The economist said, “What we are trying to do is to use land sales as an important means of financing over the next four to five years. We are looking at our land holdings to see what is possible. Then (we will) decide on how to structure the sales. We have a fair idea to get (sums). So that is a significant source of income.”
He added, “We asked for $12B this year and we got $9B. The rest has to be supplied by land sales. We are also trying to get the (private cane) farmers to diversify into other industries, if they want to. (Also) we have processing plants in Wales so we want to do some (more) juice canning.” Dr. Thomas stated that offers have already been coming in for the corporation to consider. The Chairman also spoke about land along Mandela Avenue, which the corporation had realized was being disposed of by the Georgetown Mayor and City Council (M&CC). He stated that this was attributed to a misconception that the land belonged to the M&CC.
As for the “extreme” recommendations noted in the report on the Commission of Inquiry into the sugar industry, Dr. Thomas cautioned that those working in the sector should not be worried for one bit whether the sector would be closing shop.
“Indeed the changes that are coming will be radical, but it is necessary, because you cannot expect to be doing the same thing every year and getting different results. But we aren’t closing shop. We are concerned about the survival of this industry, but more importantly, bringing it to good health.
“We are trying to move towards value added products coming out of the sugar assets. We are trying to use the assets of the industry in a more creative way.”
Dr. Thomas said that he is working towards recovering Skeldon’s co-generation plant which was sold to Skeldon Energy Inc. (SEI).
He said that the former CEO of GuySuCo, Rajendra Singh, sold the company’s generation facilities to Skeldon Energy Inc—a Special Purpose Company jointly owned by the Guyana Power and Light (GPL) and the National Industrial and Commercial Investments Limited (NICIL), for US$30m, only to have it buy back power to run the factory.
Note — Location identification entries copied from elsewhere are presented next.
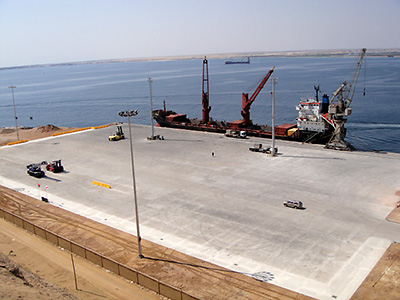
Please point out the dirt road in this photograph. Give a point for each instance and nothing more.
(55, 266)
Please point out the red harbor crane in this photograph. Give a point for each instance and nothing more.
(205, 93)
(247, 102)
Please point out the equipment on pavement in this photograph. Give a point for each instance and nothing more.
(35, 170)
(55, 166)
(119, 135)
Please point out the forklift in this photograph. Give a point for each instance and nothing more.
(119, 135)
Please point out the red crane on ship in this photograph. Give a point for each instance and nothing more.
(205, 93)
(247, 102)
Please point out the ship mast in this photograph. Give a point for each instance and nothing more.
(339, 109)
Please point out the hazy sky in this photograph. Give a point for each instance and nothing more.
(53, 31)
To date the sugar company has also only been paid US$19M of the agreed US$30M and SEI has since indicated that it could revise the outstanding US$11M amount. Dr. Thomas told Kaieteur News that it is imperative that the plant be recovered, as it is a major supplier of power and basically the lifeline of the factory.
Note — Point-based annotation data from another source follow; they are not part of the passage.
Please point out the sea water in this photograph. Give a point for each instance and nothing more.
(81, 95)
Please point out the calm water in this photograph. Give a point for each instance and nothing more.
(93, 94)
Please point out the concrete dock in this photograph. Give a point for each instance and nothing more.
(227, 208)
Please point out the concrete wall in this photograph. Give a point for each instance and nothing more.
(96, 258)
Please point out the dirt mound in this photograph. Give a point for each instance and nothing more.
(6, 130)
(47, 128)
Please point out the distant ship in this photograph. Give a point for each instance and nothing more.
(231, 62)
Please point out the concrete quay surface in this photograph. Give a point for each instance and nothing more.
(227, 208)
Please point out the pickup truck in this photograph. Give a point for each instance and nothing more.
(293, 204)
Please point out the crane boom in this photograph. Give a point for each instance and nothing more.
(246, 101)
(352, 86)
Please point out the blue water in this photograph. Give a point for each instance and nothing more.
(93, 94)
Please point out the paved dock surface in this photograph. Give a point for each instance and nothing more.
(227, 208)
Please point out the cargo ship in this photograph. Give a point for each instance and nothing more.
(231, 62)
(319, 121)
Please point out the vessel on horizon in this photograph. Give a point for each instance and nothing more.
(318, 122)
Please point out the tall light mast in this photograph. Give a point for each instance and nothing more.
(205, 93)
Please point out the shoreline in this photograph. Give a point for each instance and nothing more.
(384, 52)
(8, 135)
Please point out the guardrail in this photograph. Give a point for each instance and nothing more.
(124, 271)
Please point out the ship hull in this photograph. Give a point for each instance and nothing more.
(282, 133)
“It is such a major producer of power that it supplies 90,000 households in Berbice. We are in discussions with having that sale being reversed from being the property of GPL. It is an important pillar for GuySuCo.
We are hoping to get it for next year. We want to be able to sell GPL power. We are getting ripped off with the plant being in the possession of another company.” The GuySuCo Chairman explained that high on the entity’s list of priorities is moving towards the diversification of the sugar industry especially as it regards refined sugar. He noted that GuySuCo is still working to achieve a breakthrough with a new upgraded sugar called, “Enmore Crystals.”
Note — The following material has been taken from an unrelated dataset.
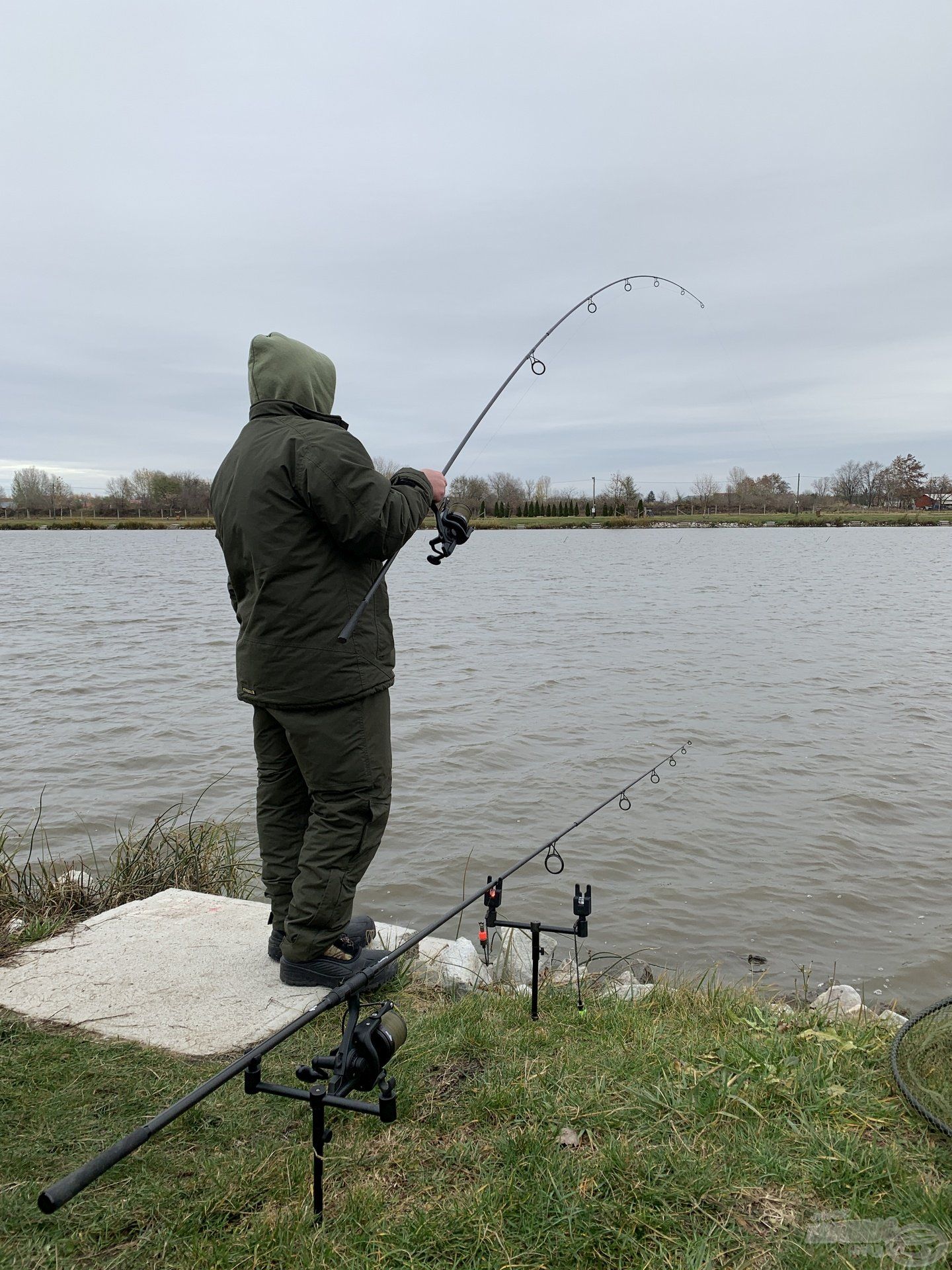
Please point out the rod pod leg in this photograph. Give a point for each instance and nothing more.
(319, 1137)
(535, 927)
“This product will help to give us some leverage to sell our sugar for more. This packaged sugar is only being done in small quantities for the markets in Canada, USA and Britain.” The GuySuCo Chairman said that the Board and Management believe that the packaged sugar will do better than “the ordinary sugar sold in the transparent plastic bag.” He noted that samples are already being taken to the three markets he outlined, among other places where contacts are made. Dr. Thomas said, “We are trying to penetrate the market with small quantities and build up as time goes. We are basically doing this to see how we can get a higher price for our sugar.
“And so far, it has been receiving favourable reviews from our international contacts, so we are looking to see how this works out. But there are other plans in the pipeline for the diversification of this product and bringing the industry back to good health.”